Literary parallels from classical sources this. In Plato’s Republic, eimi describes as the “being” of forms in a non-metaphroical sense, emphasizing substantial reality. Similarly in Aristotle’s Categories, the copula links substance to predicates without implying mere representation. Applied to the eucharistic words, the absence of particles like hos (“as”) or eikon (“image”) common in symbolic language suggests a declarative act of institution, not analogy.
Protestant Scholar J. Jeremias in The Eucharistic Words of Jesus (SCM PRESS 1966) notes that the Aramaic substratum (hu’ guphi) underlying the greek implies a semitic identificatory forumla, akin to Passover haggadah where symbols become realities in ritual reenactment. This supports an Orthodox reading where the words effect a metabole (change), as in John Damascene’s Exact Exposition of the Orthodox Faith (4.13). - The Verb “Trōgein” in John 6:51–58:
My main argument was that:
John shifts from the common verb phagein “to eat” used in vv.49-53 for general consumption to trōgein “to gnaw, chew, munch” in vv 54. 56-58.
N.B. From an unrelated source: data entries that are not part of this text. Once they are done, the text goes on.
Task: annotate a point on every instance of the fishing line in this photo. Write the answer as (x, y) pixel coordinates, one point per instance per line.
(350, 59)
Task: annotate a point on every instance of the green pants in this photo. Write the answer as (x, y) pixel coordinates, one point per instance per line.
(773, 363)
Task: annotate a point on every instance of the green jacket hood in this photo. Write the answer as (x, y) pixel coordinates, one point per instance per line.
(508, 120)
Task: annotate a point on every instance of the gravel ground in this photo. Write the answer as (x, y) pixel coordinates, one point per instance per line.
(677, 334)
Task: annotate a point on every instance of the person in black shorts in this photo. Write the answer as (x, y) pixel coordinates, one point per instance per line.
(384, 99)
This is no mere stylistic variant; trōgein carries visceral literal connontations in classical Greek literature. In Homer’s lliad (24.642), it describes animals gnawing bones, emphasizing raw, physical mastication. The Liddell-Scott-Jones Greek-English lexicon (9th ed, Oxford, 1940) defines trōgō as “gnaw, nibble, munch” primarily for literal eating, especially of raw or tough substance substnces and notes its rarity in metaphorical contexts before the Hellenistic period. In Aristophanes’ Frogs it humorously depicts crunching food, underscoring corporeality.
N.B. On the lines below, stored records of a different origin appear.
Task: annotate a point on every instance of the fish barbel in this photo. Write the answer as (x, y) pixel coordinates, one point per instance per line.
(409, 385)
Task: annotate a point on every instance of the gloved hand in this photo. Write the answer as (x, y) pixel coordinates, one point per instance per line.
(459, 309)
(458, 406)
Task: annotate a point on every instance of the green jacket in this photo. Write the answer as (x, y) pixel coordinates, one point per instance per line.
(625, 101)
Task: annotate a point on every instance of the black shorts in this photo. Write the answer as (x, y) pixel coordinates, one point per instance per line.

In Johannine context, this escalation intensifes the scandalm where disciples murmur and depart, implying a literal deamnd unacceptable to symbolic hearers.
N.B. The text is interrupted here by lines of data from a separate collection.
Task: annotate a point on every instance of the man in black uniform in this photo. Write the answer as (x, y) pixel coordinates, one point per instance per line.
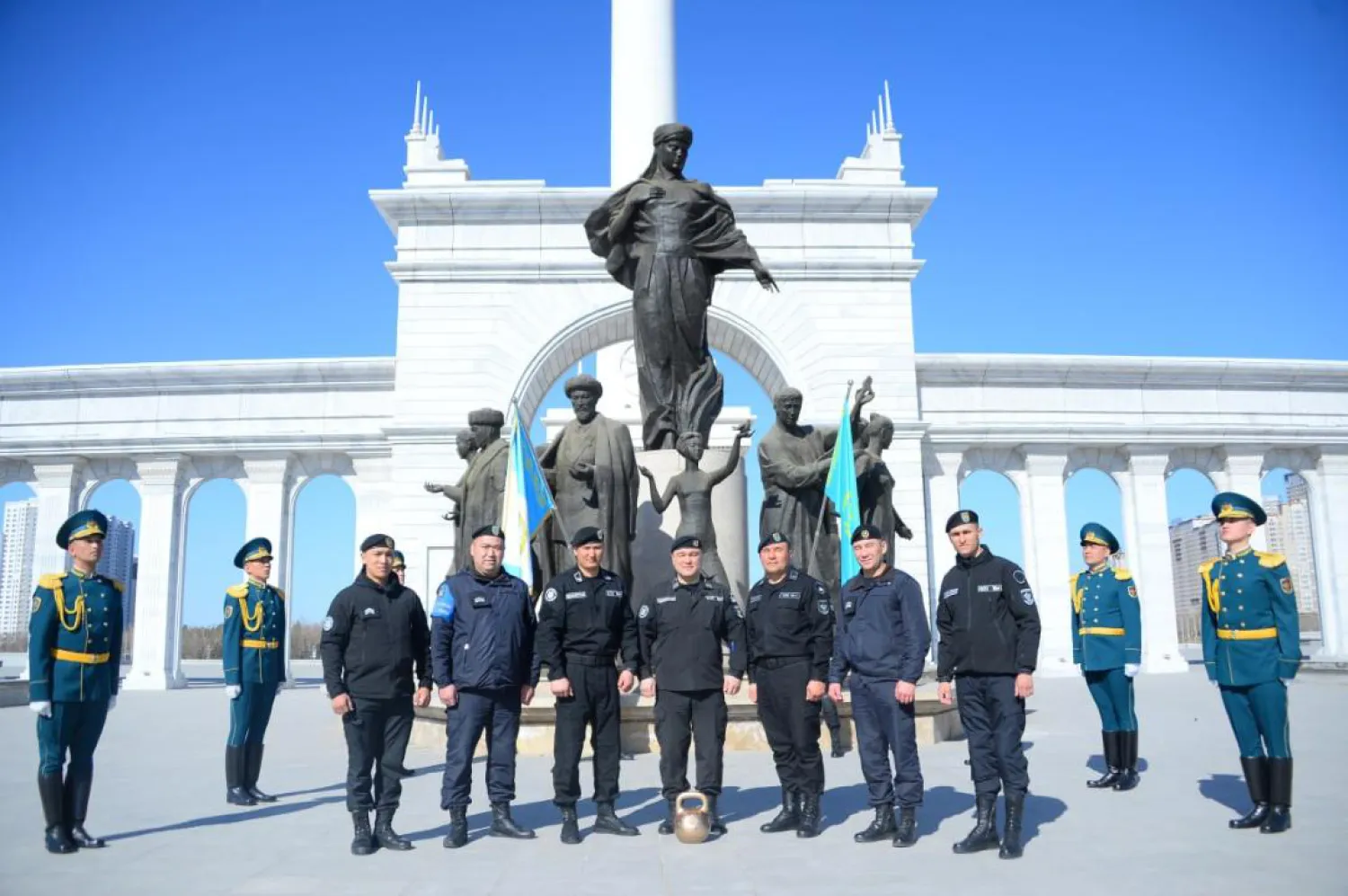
(682, 625)
(989, 642)
(483, 653)
(582, 621)
(883, 640)
(375, 639)
(789, 626)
The Catholic exegete Raymond Brown the The Gospel According to John (I-XII) argues that trōgein’s graphic nature precludes metaphor, aligning with John’s incarnational theology. Orthodox Theologian Alexander Schmemann echoes this in The Eucharist: Sacrament of the Kingdom, viewing it as eucharisitc foreshadowing where “eating” effects deification, not mere remembrance.